Jakarta, IDN Times - Kehadiran eks Komisaris Utama PT Pertamina (Persero), Basuki Tjahaja Purnama alias Ahok, dalam persidangan kasus dugaan korupsi tata niaga minyak mentah dinilai menjadi titik terang atas persoalan kronis pengelolaan energi nasional.
Ahok hadir sebagai saksi dalam sidang perkara dugaan korupsi tata niaga minyak mentah dan produk turunannya di Pengadilan Tipikor Jakarta Pusat, Selasa (27/1/2026). Kesaksiannya disebut memperkuat dugaan adanya penyimpangan tata kelola migas yang berlangsung bertahun-tahun.

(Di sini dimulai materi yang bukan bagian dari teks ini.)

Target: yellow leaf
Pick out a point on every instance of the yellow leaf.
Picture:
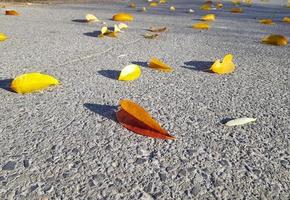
(3, 37)
(201, 25)
(279, 40)
(116, 29)
(32, 82)
(205, 7)
(153, 4)
(209, 17)
(130, 73)
(91, 18)
(267, 21)
(123, 17)
(219, 5)
(224, 67)
(151, 35)
(172, 8)
(237, 10)
(159, 65)
(123, 26)
(132, 5)
(12, 12)
(286, 19)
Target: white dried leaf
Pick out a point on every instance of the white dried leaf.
(240, 121)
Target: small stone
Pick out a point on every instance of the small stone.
(10, 165)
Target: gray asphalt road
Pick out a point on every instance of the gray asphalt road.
(64, 143)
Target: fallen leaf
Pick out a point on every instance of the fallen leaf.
(132, 5)
(123, 26)
(240, 121)
(286, 19)
(123, 17)
(151, 35)
(130, 73)
(32, 82)
(172, 8)
(201, 25)
(267, 21)
(154, 63)
(12, 12)
(205, 7)
(116, 29)
(137, 119)
(237, 10)
(157, 29)
(91, 18)
(219, 5)
(153, 4)
(279, 40)
(208, 17)
(224, 67)
(3, 37)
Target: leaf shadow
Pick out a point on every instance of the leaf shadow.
(93, 34)
(225, 120)
(80, 20)
(112, 74)
(142, 64)
(5, 85)
(106, 111)
(198, 65)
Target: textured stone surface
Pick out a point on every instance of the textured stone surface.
(64, 143)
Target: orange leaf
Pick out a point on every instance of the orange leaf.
(137, 119)
(12, 12)
(159, 65)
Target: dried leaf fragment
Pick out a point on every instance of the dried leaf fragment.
(157, 64)
(123, 17)
(237, 10)
(157, 29)
(279, 40)
(151, 35)
(12, 12)
(32, 82)
(208, 17)
(137, 119)
(201, 25)
(224, 67)
(267, 21)
(286, 19)
(91, 18)
(3, 37)
(240, 121)
(130, 73)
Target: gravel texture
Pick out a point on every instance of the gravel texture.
(65, 143)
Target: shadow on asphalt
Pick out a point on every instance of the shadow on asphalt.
(5, 85)
(142, 64)
(93, 34)
(198, 65)
(112, 74)
(106, 111)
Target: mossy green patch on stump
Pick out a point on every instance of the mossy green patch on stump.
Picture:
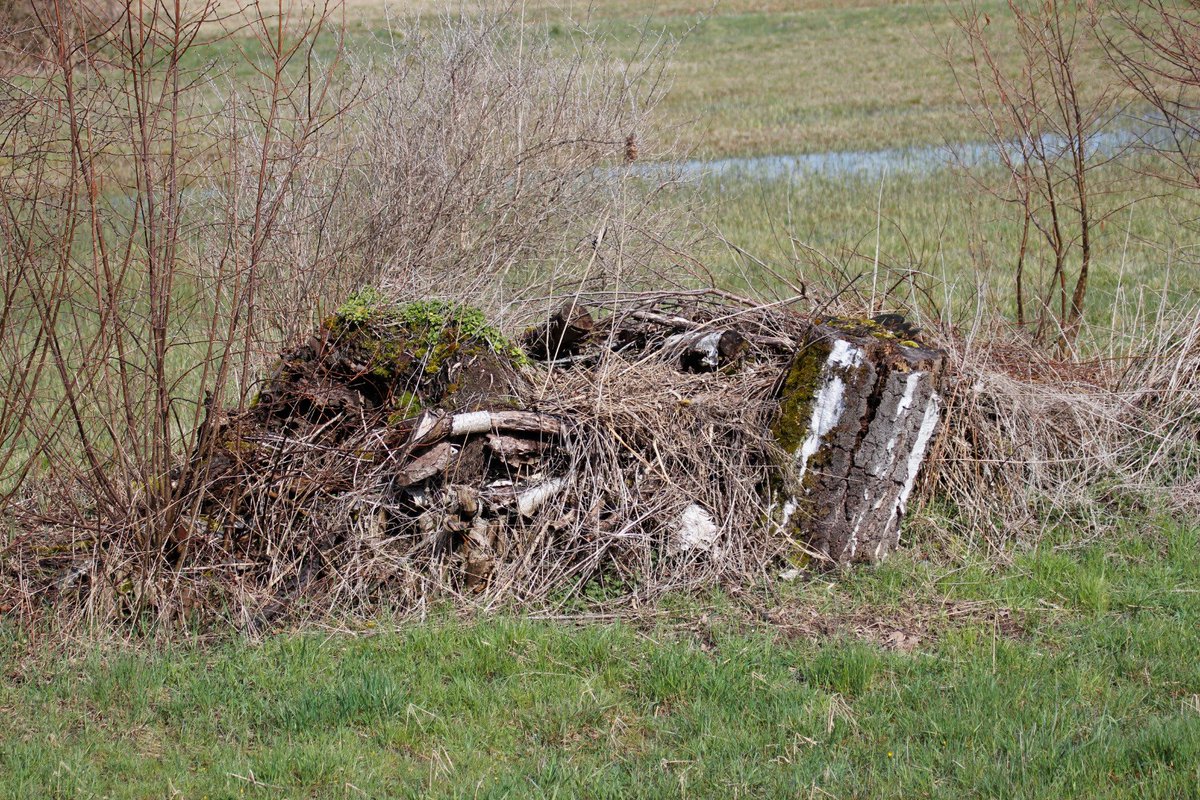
(396, 359)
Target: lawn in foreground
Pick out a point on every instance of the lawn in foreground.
(1071, 672)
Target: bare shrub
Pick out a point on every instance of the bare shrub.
(47, 32)
(1155, 47)
(1043, 128)
(168, 229)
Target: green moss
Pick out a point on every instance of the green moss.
(360, 307)
(796, 395)
(857, 326)
(445, 326)
(406, 407)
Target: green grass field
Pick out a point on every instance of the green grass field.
(1068, 672)
(1068, 667)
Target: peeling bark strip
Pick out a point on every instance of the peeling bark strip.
(858, 408)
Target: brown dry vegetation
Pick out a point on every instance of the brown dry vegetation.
(165, 241)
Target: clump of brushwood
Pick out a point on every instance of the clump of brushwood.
(408, 451)
(47, 34)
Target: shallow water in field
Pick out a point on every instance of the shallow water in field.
(851, 163)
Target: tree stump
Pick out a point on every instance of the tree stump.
(858, 408)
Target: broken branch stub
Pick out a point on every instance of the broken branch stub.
(858, 408)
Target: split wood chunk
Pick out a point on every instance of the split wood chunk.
(858, 408)
(436, 425)
(705, 350)
(562, 335)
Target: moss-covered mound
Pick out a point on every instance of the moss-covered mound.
(381, 360)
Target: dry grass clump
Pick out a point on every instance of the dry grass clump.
(1032, 439)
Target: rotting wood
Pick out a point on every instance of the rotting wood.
(562, 335)
(858, 409)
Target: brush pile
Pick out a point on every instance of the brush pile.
(411, 451)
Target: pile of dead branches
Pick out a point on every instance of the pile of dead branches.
(409, 452)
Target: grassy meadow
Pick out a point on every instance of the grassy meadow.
(1062, 667)
(1071, 671)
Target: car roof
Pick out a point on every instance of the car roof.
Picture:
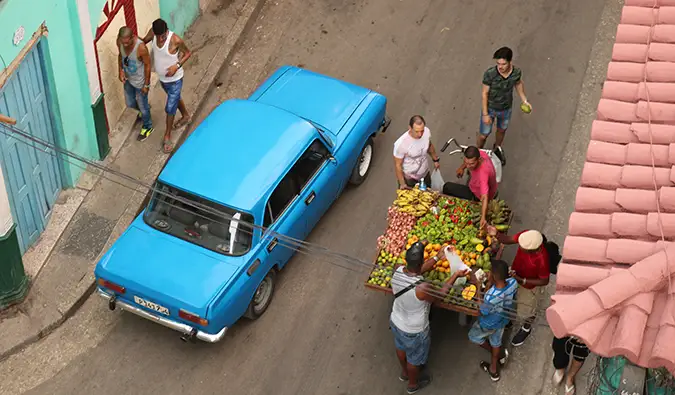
(238, 153)
(324, 100)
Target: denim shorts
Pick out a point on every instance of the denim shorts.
(415, 345)
(477, 335)
(500, 118)
(173, 90)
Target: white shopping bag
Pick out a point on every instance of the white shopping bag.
(454, 260)
(437, 181)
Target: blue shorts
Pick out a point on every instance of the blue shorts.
(415, 345)
(478, 335)
(500, 118)
(172, 90)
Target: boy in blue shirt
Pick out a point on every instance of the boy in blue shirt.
(488, 330)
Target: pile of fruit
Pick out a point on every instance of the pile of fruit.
(439, 221)
(413, 201)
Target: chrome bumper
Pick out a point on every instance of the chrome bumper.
(177, 326)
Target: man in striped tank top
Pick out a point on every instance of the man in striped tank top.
(169, 54)
(134, 64)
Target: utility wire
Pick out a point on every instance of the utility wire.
(283, 240)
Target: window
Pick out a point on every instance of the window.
(296, 179)
(199, 221)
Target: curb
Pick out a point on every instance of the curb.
(219, 63)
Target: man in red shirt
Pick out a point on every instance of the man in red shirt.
(531, 269)
(483, 183)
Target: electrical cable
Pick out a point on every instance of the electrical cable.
(286, 241)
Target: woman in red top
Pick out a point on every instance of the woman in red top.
(531, 269)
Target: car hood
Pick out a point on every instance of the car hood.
(167, 270)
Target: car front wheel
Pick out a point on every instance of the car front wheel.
(262, 296)
(362, 167)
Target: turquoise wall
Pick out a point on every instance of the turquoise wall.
(179, 14)
(65, 69)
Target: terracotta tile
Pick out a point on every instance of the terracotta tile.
(614, 132)
(614, 110)
(659, 52)
(590, 225)
(596, 200)
(628, 251)
(631, 34)
(643, 154)
(642, 177)
(585, 249)
(604, 345)
(590, 331)
(636, 200)
(644, 301)
(667, 224)
(565, 314)
(629, 332)
(571, 276)
(607, 153)
(615, 289)
(630, 225)
(660, 134)
(635, 53)
(602, 176)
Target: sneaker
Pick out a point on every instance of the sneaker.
(521, 336)
(145, 133)
(499, 151)
(502, 361)
(421, 383)
(486, 367)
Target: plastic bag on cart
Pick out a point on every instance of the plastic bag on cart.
(437, 181)
(454, 260)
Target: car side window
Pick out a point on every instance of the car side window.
(282, 196)
(310, 161)
(296, 179)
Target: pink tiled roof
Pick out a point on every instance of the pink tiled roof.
(613, 284)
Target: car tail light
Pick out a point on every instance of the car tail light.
(111, 286)
(186, 315)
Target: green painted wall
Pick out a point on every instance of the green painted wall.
(179, 14)
(65, 68)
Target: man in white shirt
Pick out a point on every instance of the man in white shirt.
(410, 154)
(409, 320)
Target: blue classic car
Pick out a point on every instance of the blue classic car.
(255, 175)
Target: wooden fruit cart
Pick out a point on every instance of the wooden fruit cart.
(439, 303)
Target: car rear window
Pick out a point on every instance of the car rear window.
(199, 221)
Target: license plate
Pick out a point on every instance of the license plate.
(151, 306)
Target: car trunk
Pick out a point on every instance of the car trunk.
(166, 271)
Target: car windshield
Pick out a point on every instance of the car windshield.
(199, 221)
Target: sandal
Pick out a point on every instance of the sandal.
(168, 147)
(486, 367)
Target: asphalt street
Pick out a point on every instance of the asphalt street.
(324, 332)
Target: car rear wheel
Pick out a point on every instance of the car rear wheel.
(362, 167)
(262, 296)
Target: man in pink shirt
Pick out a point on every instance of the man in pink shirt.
(483, 183)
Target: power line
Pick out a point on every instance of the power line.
(297, 245)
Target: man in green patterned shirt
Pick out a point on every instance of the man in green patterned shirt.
(498, 84)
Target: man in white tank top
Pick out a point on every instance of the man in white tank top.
(409, 320)
(169, 54)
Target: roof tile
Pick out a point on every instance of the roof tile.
(613, 285)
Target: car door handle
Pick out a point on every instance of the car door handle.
(310, 198)
(273, 244)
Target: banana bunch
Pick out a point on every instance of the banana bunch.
(414, 201)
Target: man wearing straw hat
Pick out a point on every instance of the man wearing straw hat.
(531, 270)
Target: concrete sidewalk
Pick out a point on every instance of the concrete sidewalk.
(90, 217)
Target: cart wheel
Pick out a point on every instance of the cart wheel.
(262, 296)
(362, 167)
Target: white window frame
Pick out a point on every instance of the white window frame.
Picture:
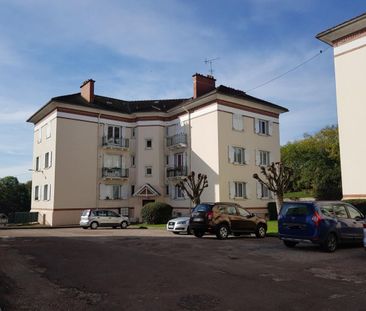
(237, 155)
(146, 141)
(48, 159)
(146, 171)
(36, 193)
(238, 122)
(264, 158)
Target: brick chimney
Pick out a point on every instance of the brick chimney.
(202, 84)
(87, 90)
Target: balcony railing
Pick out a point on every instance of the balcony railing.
(116, 142)
(177, 171)
(115, 172)
(178, 140)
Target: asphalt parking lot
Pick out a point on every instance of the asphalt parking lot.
(136, 269)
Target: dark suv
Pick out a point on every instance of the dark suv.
(324, 223)
(223, 219)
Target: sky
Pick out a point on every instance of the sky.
(142, 49)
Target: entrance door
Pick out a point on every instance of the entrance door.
(144, 202)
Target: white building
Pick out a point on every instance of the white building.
(349, 42)
(93, 151)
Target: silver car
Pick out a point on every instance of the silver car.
(102, 218)
(178, 225)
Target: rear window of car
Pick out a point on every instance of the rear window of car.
(203, 208)
(296, 210)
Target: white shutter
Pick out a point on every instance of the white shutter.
(256, 125)
(231, 154)
(231, 190)
(270, 128)
(49, 192)
(257, 157)
(259, 190)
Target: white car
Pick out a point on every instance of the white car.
(178, 225)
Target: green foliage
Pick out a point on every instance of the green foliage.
(156, 213)
(359, 204)
(14, 196)
(315, 161)
(194, 188)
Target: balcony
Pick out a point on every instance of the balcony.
(114, 172)
(177, 141)
(177, 172)
(116, 142)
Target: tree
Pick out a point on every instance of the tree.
(276, 178)
(14, 196)
(194, 188)
(315, 161)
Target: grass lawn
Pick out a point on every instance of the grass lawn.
(272, 226)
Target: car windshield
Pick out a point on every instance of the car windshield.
(203, 208)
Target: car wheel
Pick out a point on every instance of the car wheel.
(198, 233)
(260, 232)
(330, 244)
(94, 225)
(222, 232)
(290, 244)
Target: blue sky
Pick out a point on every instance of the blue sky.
(150, 49)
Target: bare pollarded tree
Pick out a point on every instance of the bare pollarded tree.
(194, 187)
(276, 177)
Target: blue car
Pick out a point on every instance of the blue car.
(320, 222)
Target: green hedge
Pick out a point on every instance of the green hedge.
(156, 213)
(359, 204)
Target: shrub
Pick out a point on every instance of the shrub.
(156, 213)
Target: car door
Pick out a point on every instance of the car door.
(356, 223)
(234, 218)
(344, 223)
(246, 221)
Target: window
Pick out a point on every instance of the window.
(238, 122)
(264, 158)
(48, 130)
(113, 134)
(124, 211)
(178, 192)
(353, 213)
(46, 192)
(36, 193)
(263, 192)
(47, 159)
(148, 143)
(236, 155)
(238, 190)
(263, 127)
(148, 171)
(39, 135)
(37, 164)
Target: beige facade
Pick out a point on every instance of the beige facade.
(97, 152)
(349, 42)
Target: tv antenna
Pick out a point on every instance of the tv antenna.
(210, 61)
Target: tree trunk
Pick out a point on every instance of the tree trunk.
(279, 201)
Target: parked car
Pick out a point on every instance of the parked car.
(102, 218)
(178, 225)
(224, 219)
(323, 223)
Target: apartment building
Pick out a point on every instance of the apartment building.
(93, 151)
(349, 42)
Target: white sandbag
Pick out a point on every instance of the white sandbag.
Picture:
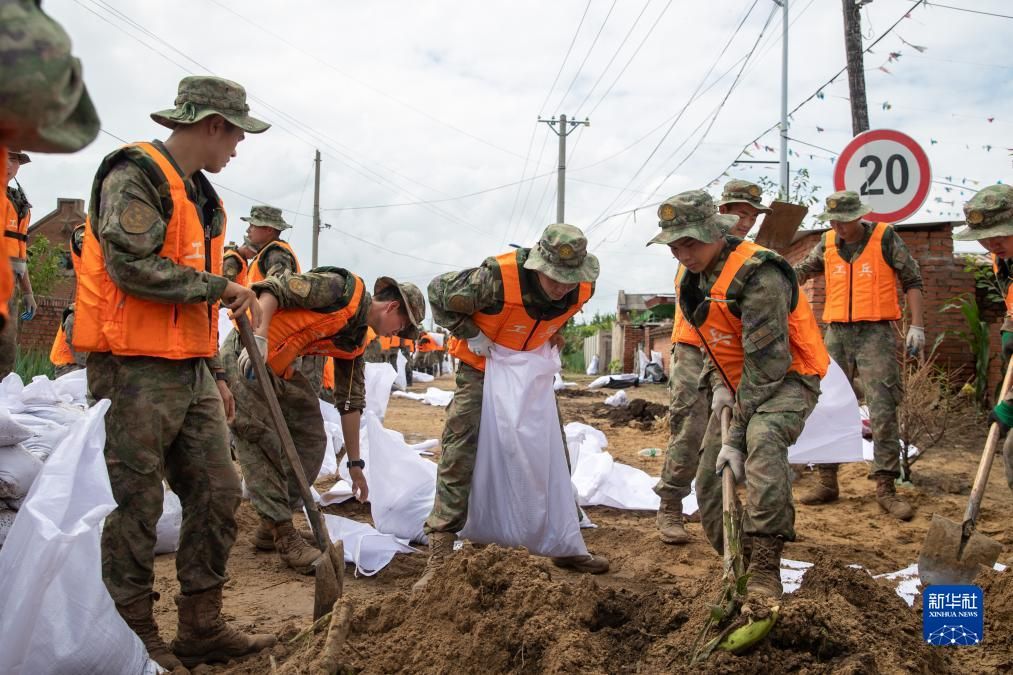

Pengamat Kejaksaan, Fajar Trio, menilai keterangan Ahok bukan sekadar kesaksian biasa. Menurutnya, pernyataan Ahok merupakan konfirmasi atas praktik menyimpang yang terjadi secara sistematis dalam rentang waktu panjang, yakni sejak 2013 hingga 2024.
Fajar menyebut nilai pembuktian kesaksian Ahok sangat kuat karena selaras dengan keterangan para saksi kunci sebelumnya. Mereka antara lain mantan Direktur Utama Pertamina Nicke Widyawati serta mantan Wakil Menteri ESDM yang juga Wakil Komisaris Utama Pertamina, Arcandra Tahar.
“Apa yang disampaikan Ahok di persidangan adalah kepingan puzzle terakhir yang memperjelas gambaran besar adanya maladminstrasi dan potensi kerugian negara yang masif di tubuh Pertamina. Sinkronisasi keterangan antara Ahok, Nicke Widyawati, dan Arcandra Tahar menunjukkan bahwa penyimpangan tata kelola ini terjadi secara kolektif dan terstruktur dari sektor hulu hingga hilir,” ujar Fajar Trio kepada wartawan, Sabtu (31/1/2026).